March 23, 2021
TikTok proves it can put books on best-seller lists
by Athena Bryan
A recent New York Times piece opens with author E. Lockhart seeing her 2014 book We Were Liars hitting the best-seller list over the summer of 2020. Baffled but pleased, she quickly learned that it was the teens of TikTok who were responsible.
It’s a nice lede, and one that probably gets publishers a little too excited about the implications for their under-loved backlist, so I feel professionally obligated to reveal what that We Were Liars was not exactly a slouch in the sales department before TikTok got ahold of it.
Nevertheless, let’s explore just how influential these TikTokers are. And how they promote books.
- What are we calling book influencers of TikTok? This is easy: BookTok. It scans even better than bookstagrammers (book+Instagram).
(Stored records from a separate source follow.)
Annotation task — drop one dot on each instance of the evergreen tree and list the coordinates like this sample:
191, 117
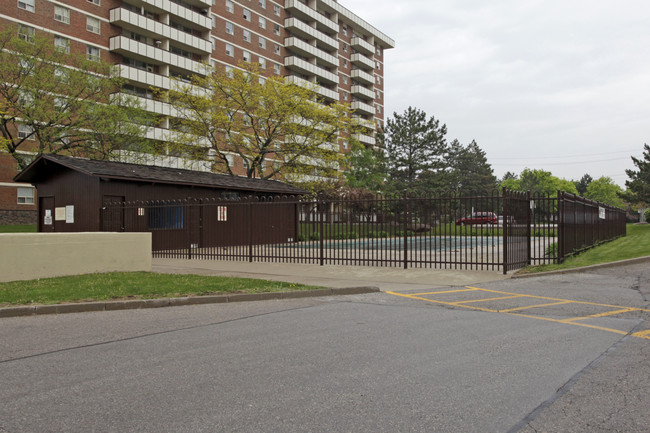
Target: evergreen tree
415, 148
638, 186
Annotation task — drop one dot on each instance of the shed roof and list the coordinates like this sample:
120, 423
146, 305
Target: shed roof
39, 169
- What sort of content does the short video platform yield for books? Time-lapse videos of them reading, on-camera book recommendations, and the detail that the Times chose to use in their headline, BookTokers “sob[bing] openly into the camera after an emotionally crushing ending.” (The article is titled “How Crying on TikTok Sells Books”.) They are also apparently putting together some videos that play like thematic trailers for the book—a real leap forward in the weird world of book trailers, a marketing tool that has never quite found its platform until now.
- How is the industry responding? Barnes & Noble has already set up tables to feature books that have risen to the top on TikTok. Books featured include notorious lacrimal hits, like A Little Life.
- Just how much does it affect sales? We’re talking “tens of thousands of copies a month,” according to Shannon DeVito, director of books at Barnes & Noble.
- What’s the average age of these BookTokers? Nobody has quantified it, but a 25-year-old, Pauline Juan, feels “a little older” than many. [Pause for a moment of quiet weeping for the unstoppable flow of time and the rising, inevitable tide of “people who are younger than you.”]
- Just how big is the crying thing? Apparently, it’s not a bug but a feature of the phenomenon. One post by Ayman Chaudhary on The Song of Achilles includes “dramatic wailing & yelling” in the caption. And apparently, Madeleine Miller’s 2012 best-seller first caught its second TikTok wind in a video called “books that will make you sob.”
- Are publishers in on the action? Yes, they are. Pre-pub galleys are flying out, and sums from a couple hundred dollars to thousands of dollars per post are starting to be offered to BookTokers. This raises the question if publishers will approach the platform as an aspect of publicity (no fee, just early books) or marketing (pay per post). For my part, on the editorial side, it’s time to start fitting “dramatic wailing” into some Amazon copy. Be right back.
Athena Bryan is an editor at Melville House.